When choosing which CD .iso to install I chose XFCE. To my surprise it was heavily patched for Manjaro Linux. The entire XFCE experience was wonderful in terms of additions that the Manjaro Linux team made. I presume that the other desktop environment options are just as friendly if not moreso than the XFCE version of the distribution.

Prolonged use impressions *new*
I have recently discovered a very troubling bit on information about Manjaro. If you notice in the screenshot, 585 MiB of RAM was in use. This is a nominal sum in today's age, where having 8+ GiB of RAM is commonplace, but what is using all of that memory? It turns out that a kernel module named nvidia was installed during the Manjaro installation.

It dawned on me that Manjaro DID provide a boot option to not install video card graphics drivers, but I instead installed the drivers. Following this guide I blacklisted the nvidia kernel driver and restarted the kernel. Upon doing this X was completely brought to its knees by the absence of the Nvidia driver. X DEPENDS on the Nvidia driver as it is used in Manjaro Linux.

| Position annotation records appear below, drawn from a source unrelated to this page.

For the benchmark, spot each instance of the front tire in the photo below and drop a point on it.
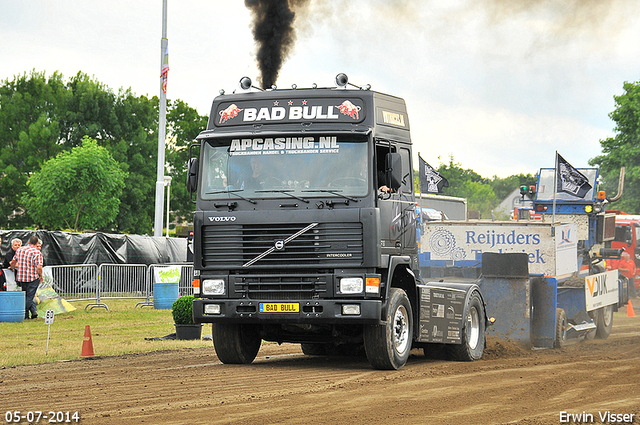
(473, 333)
(388, 345)
(235, 343)
(604, 322)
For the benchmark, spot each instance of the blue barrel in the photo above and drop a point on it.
(164, 294)
(12, 306)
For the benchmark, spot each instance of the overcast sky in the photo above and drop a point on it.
(500, 85)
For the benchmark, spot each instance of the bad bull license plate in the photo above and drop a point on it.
(279, 307)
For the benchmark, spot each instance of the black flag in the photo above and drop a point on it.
(570, 180)
(430, 180)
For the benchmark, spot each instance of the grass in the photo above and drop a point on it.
(120, 330)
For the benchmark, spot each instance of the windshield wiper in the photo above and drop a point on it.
(285, 191)
(333, 192)
(232, 192)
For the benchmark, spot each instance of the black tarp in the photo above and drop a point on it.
(64, 248)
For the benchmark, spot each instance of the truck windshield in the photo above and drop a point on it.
(271, 167)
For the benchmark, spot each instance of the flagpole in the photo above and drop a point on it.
(162, 125)
(555, 187)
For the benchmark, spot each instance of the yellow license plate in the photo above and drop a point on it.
(279, 307)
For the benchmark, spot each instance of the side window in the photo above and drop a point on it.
(407, 178)
(381, 153)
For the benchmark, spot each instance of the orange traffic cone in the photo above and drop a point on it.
(87, 344)
(630, 312)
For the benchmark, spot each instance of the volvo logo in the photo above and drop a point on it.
(221, 219)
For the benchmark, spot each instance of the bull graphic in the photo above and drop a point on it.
(348, 108)
(232, 111)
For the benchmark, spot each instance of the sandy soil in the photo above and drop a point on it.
(282, 386)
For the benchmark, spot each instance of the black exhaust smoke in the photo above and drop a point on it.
(274, 34)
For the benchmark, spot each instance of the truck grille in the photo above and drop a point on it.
(232, 246)
(280, 287)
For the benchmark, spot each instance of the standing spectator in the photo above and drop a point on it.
(29, 274)
(3, 278)
(8, 257)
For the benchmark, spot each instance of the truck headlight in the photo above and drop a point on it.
(351, 285)
(213, 287)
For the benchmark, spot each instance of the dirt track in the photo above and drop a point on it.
(509, 385)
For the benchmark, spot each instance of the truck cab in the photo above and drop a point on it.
(305, 226)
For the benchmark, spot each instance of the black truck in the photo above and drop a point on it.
(305, 230)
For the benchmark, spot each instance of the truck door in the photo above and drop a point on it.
(397, 208)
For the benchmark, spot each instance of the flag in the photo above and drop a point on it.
(430, 180)
(164, 73)
(570, 180)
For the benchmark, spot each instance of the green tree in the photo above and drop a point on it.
(78, 189)
(41, 117)
(29, 131)
(503, 187)
(466, 183)
(623, 150)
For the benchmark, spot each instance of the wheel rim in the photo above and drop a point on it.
(401, 330)
(607, 315)
(473, 327)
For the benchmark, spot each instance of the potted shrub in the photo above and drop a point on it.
(182, 311)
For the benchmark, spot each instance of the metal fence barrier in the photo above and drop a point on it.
(77, 282)
(113, 281)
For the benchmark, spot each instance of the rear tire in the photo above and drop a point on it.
(235, 343)
(561, 329)
(388, 345)
(473, 333)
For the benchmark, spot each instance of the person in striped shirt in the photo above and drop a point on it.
(29, 274)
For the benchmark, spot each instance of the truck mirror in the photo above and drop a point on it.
(393, 164)
(192, 175)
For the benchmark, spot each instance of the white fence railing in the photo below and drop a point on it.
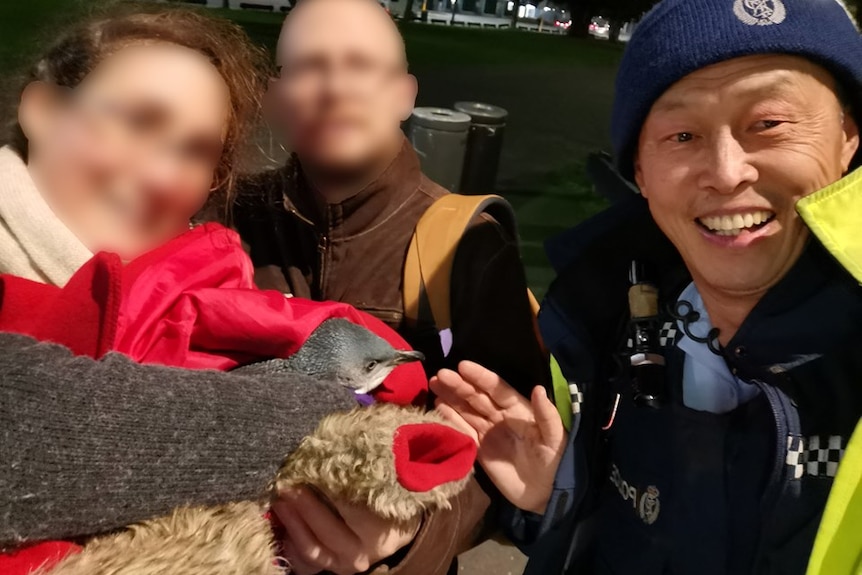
(437, 18)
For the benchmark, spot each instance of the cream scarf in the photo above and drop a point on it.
(34, 243)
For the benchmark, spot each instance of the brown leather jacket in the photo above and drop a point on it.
(355, 253)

Manjaro Linux does not provide a flexible graphical system to meet the needs of a graphics-intensive user as well as one who does not use graphics. Rather, they polarized their distribution with two extremes that conflict with one another.

Installing Software
Unlike Archbang the pacman (package manager) mirrorlist is functional right out of the box and does not need any updating. Pacman even comes with a graphical frontend, making installing software possible for beginners.

The autoconf tools suite was not there by default, however. This made installing packages from the Arch User Repository (AUR) difficult. Any user wishing to compile their own software will also have to take the detour of manually installing the three packages that make up autotools.

Non-manjaro specific Arch Linux evaluation
Arch Linux, the system that Manjaro is based on, has quite a bit going for it. It is arguably the best documented distribution around with its wiki and forum. The AUR and official repositories are as up-to-date as portage, which until now has been the best repository tree I have ever used. Pacman is a bit cumbersome to use from the command line (pacman -Syu to update does not make immediate sense), but it is one of the selling points of Arch Linux.

If you are a user interested in Manjaro Linux it is completely usable as-is. For a user with a bit less experience with Arch Linux it would probably be wise to wait until the graphical installer is released to avoid the partitioning confusion that all users of Manjaro have run into so far.

After discovered the issue with X recently I have decided to jump ship to Fedora Linux. However, it is a very minor issue since the nvidia module only takes up about 111 MiB of RAM. The scary part about the issue is that other shortcuts like the X-dependency or lightdm could be lurking in the background of Manjaro Linux, making it an unreliable computing platform.